Don't Monopolize the Conversation. Know when to listen. Yes, you've arranged this meeting and you're there to tell your side, but don't dominate the discussion. Say what has to be said and then listen. Listen closely and give your employer plenty of room to talk. Often the more time people are given to talk, the more they will say - even just to fill that silence.
In addition, it is important that you listen to all your boss has to say. You want to be cooperative, not demanding and combative. You will likely gain and understanding of how things work within the company and what the company is both willing and able to do in your favor.
Be Flexible And Open To Other Options. Consider negotiating for perks. Maybe a pay raise won't fly at the moment - in part because it would involve extra taxes and workers' compensation for your employer. But you can ask for other things, including an extra week of vacation, extra personal days, education benefits or. So include and discuss other types of compensation that would be valuable to you.
Have an Exit Strategy. Express your understanding of the boss' position.

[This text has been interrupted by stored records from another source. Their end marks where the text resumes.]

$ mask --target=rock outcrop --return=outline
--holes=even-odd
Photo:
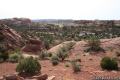
[[[5,24],[0,24],[0,34],[7,49],[20,48],[24,44],[20,34]]]
[[[38,52],[41,51],[42,42],[37,39],[29,39],[26,45],[22,48],[24,52]]]

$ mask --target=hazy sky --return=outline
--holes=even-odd
[[[120,19],[120,0],[0,0],[0,18]]]

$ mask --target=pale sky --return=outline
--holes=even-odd
[[[0,0],[0,19],[120,19],[120,0]]]

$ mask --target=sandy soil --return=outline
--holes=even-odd
[[[119,41],[118,41],[119,40]],[[115,46],[119,44],[120,39],[114,40],[104,40],[102,46],[104,48],[110,47],[118,47]],[[42,66],[42,73],[46,73],[49,76],[55,76],[55,80],[92,80],[95,76],[109,76],[109,77],[120,77],[120,71],[103,71],[100,68],[100,60],[103,56],[113,55],[113,52],[107,51],[106,53],[99,52],[97,54],[90,55],[89,53],[84,53],[85,42],[80,41],[77,42],[74,48],[71,50],[71,55],[68,59],[81,59],[81,72],[73,73],[73,70],[70,67],[65,67],[66,62],[60,63],[57,66],[52,66],[49,60],[40,61]],[[57,47],[52,48],[51,50],[55,51]],[[70,65],[70,64],[69,64]],[[0,63],[0,76],[4,74],[12,74],[15,73],[16,64],[12,63]]]

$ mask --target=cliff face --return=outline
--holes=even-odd
[[[24,42],[22,37],[15,30],[9,28],[5,24],[0,24],[0,34],[3,36],[4,45],[7,49],[15,49],[22,47]]]

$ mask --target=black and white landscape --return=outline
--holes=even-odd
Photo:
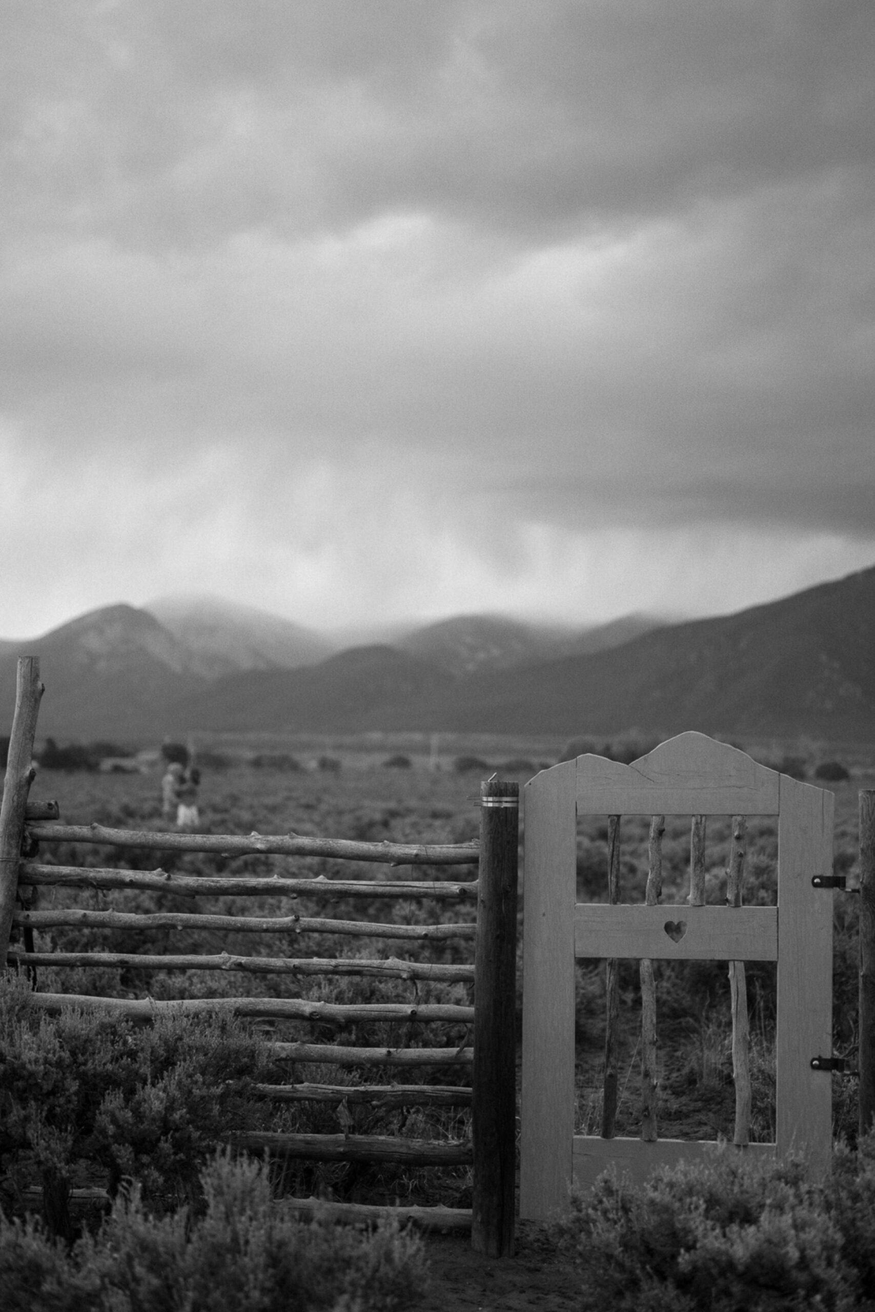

If your request for a raise is denied, try to find out where you can improve, so that next time you ask, your boss will have no choice but to reward your efforts.
Give Your Manager Time To Think About Your Request. There is no point of pushing him to raise your income right after your meeting. He will have time to build is case and get the proper authorization. Let him do his job.
Confirm the Details in Writing. Write a follow-up memo after the meeting. summarizing the meeting, demonstrating your value, and highlighting your accomplishments -- and send the memo to your boss as documentation. Document any salary promises. If you were not able to obtain an increase in salary, find out when you will be able to revisit the issue. Be prepared to offer suggestions of what the next steps should be.